Data training#
protopipe.scripts.data_training
is used to build tables of reconstructed image
and shower geometry parameters (that in protopipe constitutes generally the TRAINING
format).
This type of data can be used to train energy and particle classification
estimators for each camera type.
Note
In the default analysis workflow, the particle classification model
uses the estimate of the particle’s energy as one of the parameters.
When training the data for that model you will need to specify the boolean
estimate_energy
parameter as well as the directory where the model is
saved via the regressor_dir
option.By invoking the help argument, you can get help about how the script works:
usage: protopipe-TRAINING [-h] --config_file CONFIG_FILE -o OUTFILE [-m MAX_EVENTS] -i INDIR -f [INFILE_LIST [INFILE_LIST ...]]

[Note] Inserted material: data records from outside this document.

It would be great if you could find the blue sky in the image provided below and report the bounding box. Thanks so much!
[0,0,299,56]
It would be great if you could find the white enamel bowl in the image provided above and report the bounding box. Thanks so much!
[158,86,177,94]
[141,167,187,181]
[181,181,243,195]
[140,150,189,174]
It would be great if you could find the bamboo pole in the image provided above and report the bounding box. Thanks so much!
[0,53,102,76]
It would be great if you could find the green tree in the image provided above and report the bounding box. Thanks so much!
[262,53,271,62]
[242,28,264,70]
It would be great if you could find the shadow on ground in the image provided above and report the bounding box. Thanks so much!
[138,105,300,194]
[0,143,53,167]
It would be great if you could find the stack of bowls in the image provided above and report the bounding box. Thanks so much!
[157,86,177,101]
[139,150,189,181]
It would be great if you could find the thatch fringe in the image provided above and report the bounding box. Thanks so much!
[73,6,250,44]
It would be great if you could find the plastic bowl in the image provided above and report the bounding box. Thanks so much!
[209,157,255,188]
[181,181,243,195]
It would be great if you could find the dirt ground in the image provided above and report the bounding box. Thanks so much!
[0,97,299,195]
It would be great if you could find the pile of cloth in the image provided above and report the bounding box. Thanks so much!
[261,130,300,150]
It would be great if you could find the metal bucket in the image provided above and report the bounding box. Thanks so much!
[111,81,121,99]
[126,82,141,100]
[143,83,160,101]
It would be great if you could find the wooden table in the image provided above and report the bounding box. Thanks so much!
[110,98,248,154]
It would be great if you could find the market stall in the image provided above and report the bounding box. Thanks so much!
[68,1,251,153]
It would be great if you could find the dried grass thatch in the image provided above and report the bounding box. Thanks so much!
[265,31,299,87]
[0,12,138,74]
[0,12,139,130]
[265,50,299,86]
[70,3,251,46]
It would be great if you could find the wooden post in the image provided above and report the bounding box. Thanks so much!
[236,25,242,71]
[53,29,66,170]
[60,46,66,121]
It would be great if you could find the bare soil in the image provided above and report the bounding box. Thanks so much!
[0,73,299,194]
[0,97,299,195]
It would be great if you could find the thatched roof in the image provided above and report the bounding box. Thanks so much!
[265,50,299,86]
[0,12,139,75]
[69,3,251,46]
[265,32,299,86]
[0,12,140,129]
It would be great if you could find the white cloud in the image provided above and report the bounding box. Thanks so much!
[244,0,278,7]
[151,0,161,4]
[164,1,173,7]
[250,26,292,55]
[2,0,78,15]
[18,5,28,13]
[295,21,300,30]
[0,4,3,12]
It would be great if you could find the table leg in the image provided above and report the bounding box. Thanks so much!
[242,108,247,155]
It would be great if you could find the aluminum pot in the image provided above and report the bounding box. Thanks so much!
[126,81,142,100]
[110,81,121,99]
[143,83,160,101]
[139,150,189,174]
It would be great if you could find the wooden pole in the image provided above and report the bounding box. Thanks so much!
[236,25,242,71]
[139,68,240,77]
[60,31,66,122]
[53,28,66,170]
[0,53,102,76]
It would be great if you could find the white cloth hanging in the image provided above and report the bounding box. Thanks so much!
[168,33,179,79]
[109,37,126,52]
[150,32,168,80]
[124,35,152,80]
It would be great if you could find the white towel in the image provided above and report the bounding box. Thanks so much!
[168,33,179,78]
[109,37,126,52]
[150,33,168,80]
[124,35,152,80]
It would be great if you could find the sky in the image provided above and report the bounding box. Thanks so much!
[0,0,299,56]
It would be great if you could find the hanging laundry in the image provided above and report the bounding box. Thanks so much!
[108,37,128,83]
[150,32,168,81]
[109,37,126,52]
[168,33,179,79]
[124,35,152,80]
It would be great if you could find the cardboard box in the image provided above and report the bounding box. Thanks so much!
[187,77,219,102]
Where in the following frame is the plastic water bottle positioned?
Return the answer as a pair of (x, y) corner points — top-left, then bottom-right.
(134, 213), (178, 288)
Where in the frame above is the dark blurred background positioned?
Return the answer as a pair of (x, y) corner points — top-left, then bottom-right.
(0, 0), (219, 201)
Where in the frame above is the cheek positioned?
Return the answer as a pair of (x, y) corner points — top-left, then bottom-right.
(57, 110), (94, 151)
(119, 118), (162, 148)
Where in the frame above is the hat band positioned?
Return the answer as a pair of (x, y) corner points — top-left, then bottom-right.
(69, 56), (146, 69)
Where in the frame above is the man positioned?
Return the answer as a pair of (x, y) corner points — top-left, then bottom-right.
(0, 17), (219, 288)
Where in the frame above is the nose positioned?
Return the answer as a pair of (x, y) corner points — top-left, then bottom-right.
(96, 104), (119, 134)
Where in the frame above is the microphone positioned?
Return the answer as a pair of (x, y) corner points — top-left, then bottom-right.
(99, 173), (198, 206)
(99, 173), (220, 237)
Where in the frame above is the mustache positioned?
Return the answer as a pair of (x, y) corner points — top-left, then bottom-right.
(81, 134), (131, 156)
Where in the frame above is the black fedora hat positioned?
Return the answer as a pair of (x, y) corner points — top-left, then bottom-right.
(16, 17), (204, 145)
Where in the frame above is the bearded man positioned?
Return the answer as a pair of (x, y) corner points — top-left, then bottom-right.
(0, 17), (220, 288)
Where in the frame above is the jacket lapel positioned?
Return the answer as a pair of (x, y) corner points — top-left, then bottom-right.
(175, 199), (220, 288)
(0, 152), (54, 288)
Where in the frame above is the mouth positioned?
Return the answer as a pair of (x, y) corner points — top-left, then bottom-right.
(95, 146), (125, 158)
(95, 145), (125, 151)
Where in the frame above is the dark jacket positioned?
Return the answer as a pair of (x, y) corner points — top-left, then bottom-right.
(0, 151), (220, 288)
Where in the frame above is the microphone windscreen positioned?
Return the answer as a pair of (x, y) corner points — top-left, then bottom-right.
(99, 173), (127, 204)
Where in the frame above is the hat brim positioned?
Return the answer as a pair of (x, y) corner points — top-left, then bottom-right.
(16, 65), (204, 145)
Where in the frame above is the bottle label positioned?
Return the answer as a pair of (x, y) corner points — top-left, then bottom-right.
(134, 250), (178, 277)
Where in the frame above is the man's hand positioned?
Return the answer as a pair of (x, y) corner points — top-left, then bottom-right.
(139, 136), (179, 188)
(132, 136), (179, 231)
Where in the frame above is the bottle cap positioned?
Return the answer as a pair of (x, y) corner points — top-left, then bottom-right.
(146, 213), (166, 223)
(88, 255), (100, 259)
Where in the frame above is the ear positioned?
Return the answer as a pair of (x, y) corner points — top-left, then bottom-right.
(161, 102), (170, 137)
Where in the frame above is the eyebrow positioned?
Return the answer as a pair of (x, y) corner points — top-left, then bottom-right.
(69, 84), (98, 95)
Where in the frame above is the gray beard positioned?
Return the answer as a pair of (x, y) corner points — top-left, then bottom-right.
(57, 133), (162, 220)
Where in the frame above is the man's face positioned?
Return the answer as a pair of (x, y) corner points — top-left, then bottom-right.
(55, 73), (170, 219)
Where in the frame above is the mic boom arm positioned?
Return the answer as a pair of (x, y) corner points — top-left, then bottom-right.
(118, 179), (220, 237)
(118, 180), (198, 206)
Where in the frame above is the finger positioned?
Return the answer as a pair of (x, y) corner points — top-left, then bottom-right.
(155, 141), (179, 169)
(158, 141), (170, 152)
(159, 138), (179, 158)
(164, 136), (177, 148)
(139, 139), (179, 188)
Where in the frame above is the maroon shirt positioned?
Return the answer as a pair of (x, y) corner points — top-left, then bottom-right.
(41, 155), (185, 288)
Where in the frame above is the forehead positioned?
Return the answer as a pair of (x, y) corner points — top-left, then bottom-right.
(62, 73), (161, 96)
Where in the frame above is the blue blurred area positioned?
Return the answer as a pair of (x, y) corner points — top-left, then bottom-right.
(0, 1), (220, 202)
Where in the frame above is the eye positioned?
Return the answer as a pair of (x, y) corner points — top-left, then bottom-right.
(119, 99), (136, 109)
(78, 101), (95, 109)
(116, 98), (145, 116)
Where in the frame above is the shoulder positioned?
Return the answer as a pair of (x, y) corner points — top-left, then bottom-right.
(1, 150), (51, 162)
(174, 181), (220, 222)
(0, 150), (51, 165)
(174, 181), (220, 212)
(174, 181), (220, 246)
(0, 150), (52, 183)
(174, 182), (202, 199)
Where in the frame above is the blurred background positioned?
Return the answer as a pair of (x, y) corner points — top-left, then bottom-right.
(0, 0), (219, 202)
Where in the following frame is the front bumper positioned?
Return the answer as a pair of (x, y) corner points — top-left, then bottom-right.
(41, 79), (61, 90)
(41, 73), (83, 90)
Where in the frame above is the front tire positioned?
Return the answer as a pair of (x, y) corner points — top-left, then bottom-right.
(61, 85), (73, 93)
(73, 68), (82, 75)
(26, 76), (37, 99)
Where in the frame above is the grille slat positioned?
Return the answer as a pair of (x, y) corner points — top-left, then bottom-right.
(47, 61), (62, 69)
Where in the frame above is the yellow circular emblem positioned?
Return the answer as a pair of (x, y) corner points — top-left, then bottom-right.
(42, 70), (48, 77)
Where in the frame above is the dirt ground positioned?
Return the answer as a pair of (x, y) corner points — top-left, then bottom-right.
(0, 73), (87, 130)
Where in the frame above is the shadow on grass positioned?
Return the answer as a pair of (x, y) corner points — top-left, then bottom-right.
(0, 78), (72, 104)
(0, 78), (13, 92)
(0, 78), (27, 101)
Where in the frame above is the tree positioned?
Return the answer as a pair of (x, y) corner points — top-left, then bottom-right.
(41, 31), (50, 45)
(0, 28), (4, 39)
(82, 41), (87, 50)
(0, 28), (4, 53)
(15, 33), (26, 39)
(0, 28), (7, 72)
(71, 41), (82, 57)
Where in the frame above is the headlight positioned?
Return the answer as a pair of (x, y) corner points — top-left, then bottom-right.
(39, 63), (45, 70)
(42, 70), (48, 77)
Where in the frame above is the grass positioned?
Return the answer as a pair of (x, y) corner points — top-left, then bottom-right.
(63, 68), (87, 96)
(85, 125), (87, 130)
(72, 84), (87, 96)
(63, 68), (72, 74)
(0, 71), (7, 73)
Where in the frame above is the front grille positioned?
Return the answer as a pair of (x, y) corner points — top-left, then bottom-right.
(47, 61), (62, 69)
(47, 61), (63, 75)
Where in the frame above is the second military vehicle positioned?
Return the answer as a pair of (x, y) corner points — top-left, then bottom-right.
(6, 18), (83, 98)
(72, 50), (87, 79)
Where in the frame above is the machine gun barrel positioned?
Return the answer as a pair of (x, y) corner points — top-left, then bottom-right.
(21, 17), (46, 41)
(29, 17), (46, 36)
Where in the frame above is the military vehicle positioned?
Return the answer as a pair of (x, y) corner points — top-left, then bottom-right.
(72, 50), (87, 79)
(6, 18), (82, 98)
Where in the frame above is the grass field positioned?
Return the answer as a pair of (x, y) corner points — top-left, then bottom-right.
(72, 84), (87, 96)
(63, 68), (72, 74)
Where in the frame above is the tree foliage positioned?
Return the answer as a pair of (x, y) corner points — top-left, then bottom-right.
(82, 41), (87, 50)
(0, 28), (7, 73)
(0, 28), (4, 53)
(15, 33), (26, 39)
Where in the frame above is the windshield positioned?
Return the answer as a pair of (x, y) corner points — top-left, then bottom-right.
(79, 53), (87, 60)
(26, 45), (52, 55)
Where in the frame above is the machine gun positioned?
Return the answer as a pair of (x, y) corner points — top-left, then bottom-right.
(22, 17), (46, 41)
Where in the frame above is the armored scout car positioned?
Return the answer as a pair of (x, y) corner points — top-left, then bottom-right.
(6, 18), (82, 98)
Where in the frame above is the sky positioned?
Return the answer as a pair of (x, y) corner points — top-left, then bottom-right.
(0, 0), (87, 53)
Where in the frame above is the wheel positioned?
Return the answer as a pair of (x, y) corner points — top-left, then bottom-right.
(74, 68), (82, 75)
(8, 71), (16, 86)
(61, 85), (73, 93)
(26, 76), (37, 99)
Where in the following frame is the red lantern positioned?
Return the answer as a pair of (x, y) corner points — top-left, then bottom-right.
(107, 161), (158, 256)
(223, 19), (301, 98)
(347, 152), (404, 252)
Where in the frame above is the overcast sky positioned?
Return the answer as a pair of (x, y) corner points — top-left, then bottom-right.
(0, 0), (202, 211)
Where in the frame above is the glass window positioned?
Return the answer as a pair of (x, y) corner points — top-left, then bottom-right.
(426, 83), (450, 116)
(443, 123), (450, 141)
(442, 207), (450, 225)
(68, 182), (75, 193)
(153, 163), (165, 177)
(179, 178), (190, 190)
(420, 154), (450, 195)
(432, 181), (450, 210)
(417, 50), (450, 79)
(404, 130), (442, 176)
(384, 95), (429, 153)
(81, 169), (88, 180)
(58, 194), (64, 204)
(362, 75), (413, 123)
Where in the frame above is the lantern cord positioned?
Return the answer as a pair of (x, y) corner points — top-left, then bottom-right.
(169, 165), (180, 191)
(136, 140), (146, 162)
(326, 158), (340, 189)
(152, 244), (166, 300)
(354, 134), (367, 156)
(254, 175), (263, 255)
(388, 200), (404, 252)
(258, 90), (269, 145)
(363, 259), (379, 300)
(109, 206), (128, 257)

[--cam_ids [CAM_IDS [CAM_IDS ...]]] [--wave_dir WAVE_DIR] [--wave_temp_dir WAVE_TEMP_DIR] [--wave | --tail]
[--debug] [--show_progress_bar] [--save_images] [--estimate_energy ESTIMATE_ENERGY]
[--regressor_dir REGRESSOR_DIR] [--regressor_config REGRESSOR_CONFIG]
optional arguments:
-h, --help show this help message and exit
--config_file CONFIG_FILE
-o OUTFILE, --outfile OUTFILE
-m MAX_EVENTS, --max_events MAX_EVENTS
maximum number of events considered per file
-i INDIR, --indir INDIR
Input folder
-f [INFILE_LIST [INFILE_LIST ...]], --infile_list [INFILE_LIST [INFILE_LIST ...]]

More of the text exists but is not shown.